Startups & Funding

Used Optane RAM Runs Trillion-Param LLM Cheaply

So, you want to run a trillion-parameter AI model locally without mortgaging your house? Apparently, the answer lies in Intel's graveyard of discontinued Optane memory. Who knew?

A PC build featuring multiple Intel Optane Persistent Memory DIMMs alongside standard RAM and a GPU.

Key Takeaways

  • A Redditor successfully ran a 1-trillion-parameter LLM on a PC with a single GPU by using 768GB of repurposed Intel Optane Persistent Memory as RAM.
  • The build achieved approximately 4 tokens per second, demonstrating a cost-effective method for local LLM inference on massive models.
  • This success highlights a potential market gap for memory solutions between DRAM and SSDs, which could be addressed by emerging technologies like CXL.

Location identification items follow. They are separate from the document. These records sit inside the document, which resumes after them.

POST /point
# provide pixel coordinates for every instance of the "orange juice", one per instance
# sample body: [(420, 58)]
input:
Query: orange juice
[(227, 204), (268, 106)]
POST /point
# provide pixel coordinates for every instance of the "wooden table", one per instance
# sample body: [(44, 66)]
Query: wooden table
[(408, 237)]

Look, for most of us, shelling out for the latest GPU to run a moderately sized AI model is already a financial Everest. Now, imagine wanting to chew on a 1-trillion-parameter behemoth. The thought alone probably makes your wallet weep. But here’s the kicker: someone actually did it. Not in some super-computer farm, but on a PC with a single, mid-tier GPU and… used Optane DIMMs. Yes, the stuff Intel officially kicked to the curb.

The Grand Illusion of Cheap AI

This isn’t about some minor optimization. This is about someone wringing a truly staggering amount of AI power out of hardware that, on paper, shouldn’t even break a sweat. We’re talking about a 1-trillion-parameter model, specifically Kimi K2.5, chugging along at a respectable (for this scale) four tokens per second. All this, powered by 768GB of Intel Optane Persistent Memory. Think about that: a single RTX 3060 12GB GPU is doing the heavy lifting, while 768GB of what’s essentially dead tech acts as its massive, albeit slightly sluggish, brain. It’s like teaching an elephant to tap-dance using only a kazoo and a used trampoline. Utterly absurd, yet it works.

The genius, or perhaps sheer desperation, behind this build is a Redditor known as APFrisco. They snagged six 128GB Intel Optane PMem modules for a song. Intel designed Optane to sit in that awkward space between lightning-fast DRAM and slower, but capacious, SSDs. For LLMs, which gorge on vast amounts of data, this middle ground turns out to be surprisingly fertile soil. While Optane is still slower than true RAM, it’s orders of magnitude faster than an SSD, and crucially, significantly cheaper when bought second-hand. The equivalent DRAM capacity would cost a fortune. Intel’s decision to abandon Optane now looks even more short-sighted, especially when you see this kind of innovation blooming from its ashes.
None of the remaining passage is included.